Use a dedicated namespace/table/index for cache entries. Do not point the cache at the same vector namespace used for RAG chunks or long-term memory.

For Convex, the explicit flag is a safety declaration, not a generic Convex limitation:

const cacheStore = cruxConvexStore({
  component: components.crux,
  ctx,
  vectorIndexName: 'by_embedding',
  semanticCache: { isolatedVectorNamespace: true },
})

Only use that configuration when the backing table/index is dedicated to semantic-cache entries. A shared memory/RAG index can create false misses because unrelated vectors may rank ahead of cache entries before filters are applied.

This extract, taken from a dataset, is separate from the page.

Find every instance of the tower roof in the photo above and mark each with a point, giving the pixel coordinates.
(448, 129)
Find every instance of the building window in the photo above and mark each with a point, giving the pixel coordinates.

For Redis, plain cruxRedisStore() is key/value plus pub/sub and does not expose vector search. If your Redis deployment has vector search through Redis Stack, RediSearch, a managed module, or a sidecar index, provide product-specific vector hooks:

const cacheStore = cruxRedisStore({
  redis,
  prefix: 'semantic-cache:',
  vector: {
    capabilities: { dense: true },
    semanticCache: { isolatedVectorNamespace: true },
    upsert: async ({ key, value }) => {
      // Index value.embedding using your Redis vector product.
    },
    delete: async ({ key }) => {
      // Remove vector index row.
    },
    searchVectors: async (query) => {
      // Return Crux keys and scores from your Redis vector query.
      return [{ key: 'entry-key', score: 0.98 }]
    },
  },
})

Without those hooks, cruxRedisStore() intentionally has no searchVectors() method, and semantic cache setup throws a clear capability error.

Observability

Semantic cache emits semantic-cache:* events for lookup start/end, hit, miss, write, skip, and stream replay. They flow through devtools, OTel, the dev server, CLI stats, and the TUI dashboard.

Cached stream responses are replayed as synthetic streams, so stream consumers do not need a separate code path.